Question: I’ve been playing around with twitter for a while now and I’m finding it really hard to win over new fans. Can you please provide some solutions
Answer: In the online world, which is where my head has been buried for the past couple of years, there is a saying that we throw around –
“There is traffic, and then there is traffic!”
Meaning that there are ways and means of buying traffic and getting people to your website, but most of that traffic could be junk and spam coming from a third world country. That’s the “There is traffic” part of the statement.
Then there is primo, quality, highly targeted, A grade traffic which is the second part of the quote….and the there is traffic! The real A grade, hot list type stuff that will do whatever you ask them to because they came from a quality stream and supply of traffic.
Well, just like in the online world of buying traffic, the same principle holds true with Twitter.
You can have followers and then you can have followers.
The point I’m trying to make and I believe it’s a very important point is that the success of you’re “tribe” or community of people following you is not directly related to the score board on the top right of the page that shows you how many people are following you. When push comes to shove, that number really doesn’t mean a whole lot.
While many get caught up in the “game” and competitive side of Twitter, It’s the quality of those leads and how responsive they are when you try to reach out to them that really matters.
A lot of people might encourage people to buy add friend following tools like hummingbird, however while most of them don’t work anymore because Twitter have blocked them, I would strongly suggest staying away from these tools because they don’t always measure up to building a quality list of followers.
Remember, it’s all about quality, not quantity.
What I’ve learned and discovered through my own experience is that building your list of followers come down to a little bit of work and some toil.
But don’t worry, because if you build the right list and build it correctly, the value of one person on your list could be worth at least 50 or 100 on another persons list.
So the first point is that you really want to be going for quality when building your list.
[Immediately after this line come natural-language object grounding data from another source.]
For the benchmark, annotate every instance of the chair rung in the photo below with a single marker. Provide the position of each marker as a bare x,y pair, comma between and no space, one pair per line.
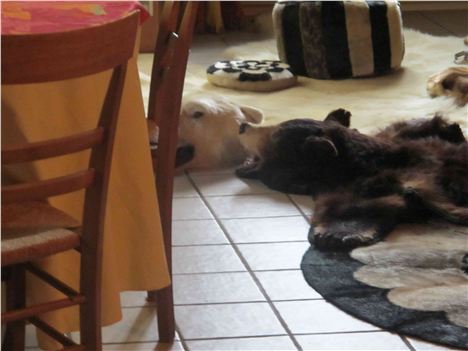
52,148
52,332
42,189
51,280
28,312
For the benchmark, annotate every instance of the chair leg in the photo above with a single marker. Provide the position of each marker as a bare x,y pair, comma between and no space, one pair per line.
90,311
165,308
15,298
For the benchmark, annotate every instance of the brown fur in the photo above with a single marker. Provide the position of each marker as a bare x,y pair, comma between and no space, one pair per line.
365,185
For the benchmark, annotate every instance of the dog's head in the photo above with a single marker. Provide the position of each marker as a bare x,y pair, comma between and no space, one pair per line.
209,132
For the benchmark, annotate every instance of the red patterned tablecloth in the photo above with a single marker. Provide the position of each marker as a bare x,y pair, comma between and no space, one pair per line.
25,17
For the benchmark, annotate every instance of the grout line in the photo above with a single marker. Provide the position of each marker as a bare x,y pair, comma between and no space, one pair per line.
224,219
296,334
241,243
301,211
237,337
246,264
253,270
240,302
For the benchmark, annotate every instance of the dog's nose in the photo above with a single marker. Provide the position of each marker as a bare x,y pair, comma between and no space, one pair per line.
243,128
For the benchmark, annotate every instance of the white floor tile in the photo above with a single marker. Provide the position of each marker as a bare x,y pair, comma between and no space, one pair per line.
318,316
203,259
215,288
251,206
197,232
274,256
352,341
227,320
251,230
183,187
228,184
286,285
189,208
242,344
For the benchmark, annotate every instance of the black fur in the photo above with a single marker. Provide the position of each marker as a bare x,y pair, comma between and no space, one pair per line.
365,185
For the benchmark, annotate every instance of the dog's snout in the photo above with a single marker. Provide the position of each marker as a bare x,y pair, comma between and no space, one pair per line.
243,128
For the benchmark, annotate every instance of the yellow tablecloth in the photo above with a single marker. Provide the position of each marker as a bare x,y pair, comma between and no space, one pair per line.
134,257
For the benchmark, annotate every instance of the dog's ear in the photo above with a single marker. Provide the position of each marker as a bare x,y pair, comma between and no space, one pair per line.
319,146
340,116
252,114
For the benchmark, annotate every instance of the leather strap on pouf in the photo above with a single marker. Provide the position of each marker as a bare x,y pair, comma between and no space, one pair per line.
339,39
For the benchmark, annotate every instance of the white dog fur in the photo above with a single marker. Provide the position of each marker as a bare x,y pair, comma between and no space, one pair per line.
211,124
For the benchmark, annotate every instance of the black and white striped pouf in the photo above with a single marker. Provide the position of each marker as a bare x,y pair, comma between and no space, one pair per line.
339,39
253,75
Always keep this in mind because if you’re focused on volume, you’ll have a really large group of followers that have no value whatsoever.
And don’t worry about the hard work part, it’s really not that hard and kinda becomes fun once you get into it.
Wake up tomorrow morning and commit yourself to spending 25min a day for the next month purely focused on finding and following people who you think are quality people who’d be interested in you and your band.
Look at who’s following similar types of bands like yours and start adding them to your list etc.
Don’t do this sporadically because you’ll get all excited in the first few days and then slowly drop the ball.
Commit yourself. Set a goal and see it through.
You could possibly add 30 people in a 25min period which would get you roughly about 900 people in one month.
But again, you must make this process habitual.
The other thing to watch out for is that you don’t want to come across as a spammer to Twitter. You must be careful not to add to many people if they aren’t following you back. If the scales tip to high, you might hit their radar as a spammer.
The two suggestions above are more focused on adding to your list, making your list quality driven and both involve being proactive in finding people yourself.
However my third suggestion, and this is really where Twitter gets really fun is to start considering a strategy around creating quality tweets that other people following you would re-tweet and share with their list.

The idea here is that people on their list will hopefully appreciate and enjoy your original tweets and want to share with their friends and then their friends will follow you.
This is a little trick I like doing –
Go do www.digg.com and find articles and videos people have already “dugg” a bunch of times, so you know the content is already popular. Take the link, give it a shorter URL, tag an interesting question onto the front of the tweet and slowly start to re-tweet the content out.
The real trick here is to always constantly ask yourself – “Will my followers appreciate this?”
The tweets don’t need to always be music related, they could be quotes, funny videos or whatever, so long as they seem good enough that others will share the love and re-tweet you.
This works like a charm and if you also get into a “habitual” habit of Tweeting out a few pieces of content each day, you’ll also start to see people finding and following you automatically, purely from the re-tweets you receive from sending the tweets out.
It’s really not that hard once you’ve set up a process. Also remember to drop some plugs for your current releases, blog posts etc into your twitter feed so it seems like there is a blend between “fun stuff” and “can you please buy my music stuff”
Get it?
Does that help?
If not, comment below and I’d be happy to clarify
There are really so many more suggestions, but I think these ones are foundational.
What are some of your list building suggestions?